VP for Welfare & Equality candidate Olivia Nwachukwu: Cultural integration, removing stigmas and the pro-choice stance.

by Brein McGinn

Olivia Nwachukwu is a final year Health and Society student. She is the Chair of AfricaSoc and feels this privilege puts her in a great position to further integrate DCU’s wealth of varying ethnicities.

She said, “The big thing for me is cultural diversity. It is a bit hard for minorities to relate to other students if they can’t see them in office. I think if I was there, I would be a point of contact to make for minorities who are on campus.”

Nwachukwu has been planning on running for quite a while, with the origins of a potential campaign being seeded all the way back to an event during her first Fresher’s Week when she bumped into former Welfare Officer Eve Kerton, who she says inspired her.

She said, “Since I was 17, I couldn’t even drink and I couldn’t socialise like how you normally would and then I remember Eve Kerton came up to me and asked me why was I standing on my own?

“I said because I didn’t know anyone but she introduced me to other people and from then on, I made friends with people I’m still friends with now and I don’t think she realised it but she changed my life so I want to do the same, make a difference to at least one person.

Her manifesto includes tackling the important housing crisis. Nwachukwu promises to make the DCU accommodation page accessible to DCU students only, as well as forming an information night at the start of her potential term for students and landlords in order for them to meet and build relationships before agreeing to a tenancy deal.

She also wants to introduce healthy eating classes and create a student cookbook for students, made by students to help newcomers into DCU learn how to cook healthy on a cheap budget, as well as the planning of an inter-campus sports day.

“In my manifesto, I also want to tackle the mental health issues students have.
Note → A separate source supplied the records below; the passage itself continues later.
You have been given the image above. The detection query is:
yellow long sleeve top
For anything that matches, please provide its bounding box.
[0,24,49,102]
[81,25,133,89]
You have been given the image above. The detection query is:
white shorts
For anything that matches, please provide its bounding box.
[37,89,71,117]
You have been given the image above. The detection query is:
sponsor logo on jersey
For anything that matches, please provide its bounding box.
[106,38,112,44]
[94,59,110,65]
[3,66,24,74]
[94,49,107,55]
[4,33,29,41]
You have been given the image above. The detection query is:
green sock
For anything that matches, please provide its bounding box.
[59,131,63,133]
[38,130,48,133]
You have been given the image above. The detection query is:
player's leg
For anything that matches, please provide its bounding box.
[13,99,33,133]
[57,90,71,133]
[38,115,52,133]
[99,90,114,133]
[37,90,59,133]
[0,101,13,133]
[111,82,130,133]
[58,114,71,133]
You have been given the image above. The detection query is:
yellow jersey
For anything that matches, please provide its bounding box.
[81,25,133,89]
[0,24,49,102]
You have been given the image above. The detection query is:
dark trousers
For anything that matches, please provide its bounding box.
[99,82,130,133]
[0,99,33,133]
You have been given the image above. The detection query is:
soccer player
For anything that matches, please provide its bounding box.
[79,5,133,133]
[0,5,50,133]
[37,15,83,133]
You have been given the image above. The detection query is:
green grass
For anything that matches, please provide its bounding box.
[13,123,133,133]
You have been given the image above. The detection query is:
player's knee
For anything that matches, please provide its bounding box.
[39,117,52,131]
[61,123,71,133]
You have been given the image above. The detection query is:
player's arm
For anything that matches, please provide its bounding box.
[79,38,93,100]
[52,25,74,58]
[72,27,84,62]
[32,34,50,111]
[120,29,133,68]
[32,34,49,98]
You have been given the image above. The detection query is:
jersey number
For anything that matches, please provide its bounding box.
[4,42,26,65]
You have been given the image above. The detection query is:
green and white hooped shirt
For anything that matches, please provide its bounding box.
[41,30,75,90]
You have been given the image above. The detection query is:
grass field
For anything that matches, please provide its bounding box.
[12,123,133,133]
I believe in prevention,” Nwachukwu said, “That means, finding out those certain triggers for you and trying to work your way around them and not letting yourself get in that way by creating practices of head-space and mindfulness so you can detoxify from certain environments for a few hours every day.”

She said these practices could be taught through management classes or workshops by guest speakers who come in and give advice for those seeking help.

Nwachukwu is a campaigner for minority rights and holds a strong pro-choice stance on the recent discussions of Ireland’s constitutional Eight Amendment. She said if someone from DCU held a different view to her on matters such as those, she would respect their opinions, unless they crossed a line.

She said, “Everybody has their freedom of expression just as long as it doesn’t impede on anyone else’s freedom to express themselves.

“I’m not going to try and stop their voice because it is different from mine, all voices are equal and they should be expressed equally but, for example, I would try and get in contact with any group who holds a different viewpoint to our pro-choice stance and see why they feel the way they do to create a healthy debate on such an important topic.”